SimpleQA was created to test how well OpenAI's models can answer short, clear, and factual questions. The tool uses a set of 4,326 straightforward questions with verifiable answers to make evaluation easier. By focusing on specific, well-defined questions, OpenAI believes SimpleQA is an accurate way to measure LLMs factuality.
When designing SimpleQA, the researchers chose questions that were known to be difficult, where LLMs had previously given wrong answers. These questions had clear, factual answers that remain constant over time. By doing so, the researchers aimed to see how well the AI models could handle these specific, difficult questions, rather than just testing their general ability to answer basic factual questions correctly.

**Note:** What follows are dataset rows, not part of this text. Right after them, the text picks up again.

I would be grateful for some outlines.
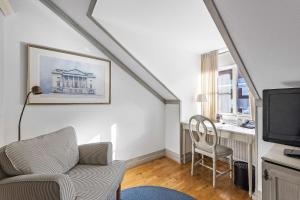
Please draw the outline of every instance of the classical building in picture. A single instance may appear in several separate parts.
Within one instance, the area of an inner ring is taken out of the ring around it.
[[[95,76],[78,69],[52,71],[52,92],[62,94],[95,95]]]

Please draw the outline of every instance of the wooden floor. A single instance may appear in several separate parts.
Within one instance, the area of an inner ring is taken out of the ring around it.
[[[218,163],[218,169],[227,165]],[[135,186],[163,186],[193,196],[199,200],[249,200],[248,193],[231,182],[229,175],[217,179],[216,189],[212,187],[212,172],[204,167],[196,167],[196,175],[190,175],[190,163],[180,165],[168,158],[127,170],[122,189]]]

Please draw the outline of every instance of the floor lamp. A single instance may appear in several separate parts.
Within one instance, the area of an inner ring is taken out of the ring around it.
[[[23,106],[23,109],[22,109],[22,112],[21,112],[21,115],[20,115],[20,119],[19,119],[18,141],[21,140],[21,122],[22,122],[22,117],[23,117],[23,113],[24,113],[25,107],[27,105],[28,98],[29,98],[30,94],[39,95],[39,94],[42,94],[42,93],[43,93],[42,89],[39,86],[33,86],[31,88],[31,90],[27,93],[27,96],[26,96],[26,99],[25,99],[25,102],[24,102],[24,106]]]
[[[201,115],[204,115],[204,112],[203,112],[204,106],[203,106],[203,104],[205,102],[207,102],[206,95],[204,95],[204,94],[198,94],[196,101],[201,103]]]

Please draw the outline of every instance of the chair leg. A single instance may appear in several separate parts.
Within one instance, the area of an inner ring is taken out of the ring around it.
[[[191,166],[191,175],[194,176],[194,162],[195,162],[195,151],[194,147],[192,147],[192,166]]]
[[[213,188],[215,188],[216,187],[216,157],[213,157],[213,159],[212,159],[212,161],[213,161]]]
[[[230,169],[230,178],[232,179],[232,165],[233,165],[233,156],[232,154],[229,156],[229,169]]]
[[[119,185],[119,188],[117,189],[116,200],[121,200],[121,185]]]

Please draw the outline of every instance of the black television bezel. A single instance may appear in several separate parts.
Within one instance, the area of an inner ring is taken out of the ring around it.
[[[285,88],[285,89],[269,89],[263,91],[263,140],[267,142],[274,142],[279,144],[285,144],[295,147],[300,147],[300,137],[298,140],[290,141],[282,139],[276,139],[271,137],[270,127],[269,127],[269,105],[270,105],[270,95],[273,94],[299,94],[300,88]]]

The results show that GPT-4o (the current version of ChatGPT-4) answers around 40% of the questions correctly, while the GPT-4-o1 preview model performs slightly better. Smaller models, however, have even lower accuracy.
According to OpenAI researchers, SimpleQA could encourage further research into making LLMs more accurate and reliable. This work is essential, as OpenAI recently launched its own search engine in ChatGPT, with other AI models soon to follow suit.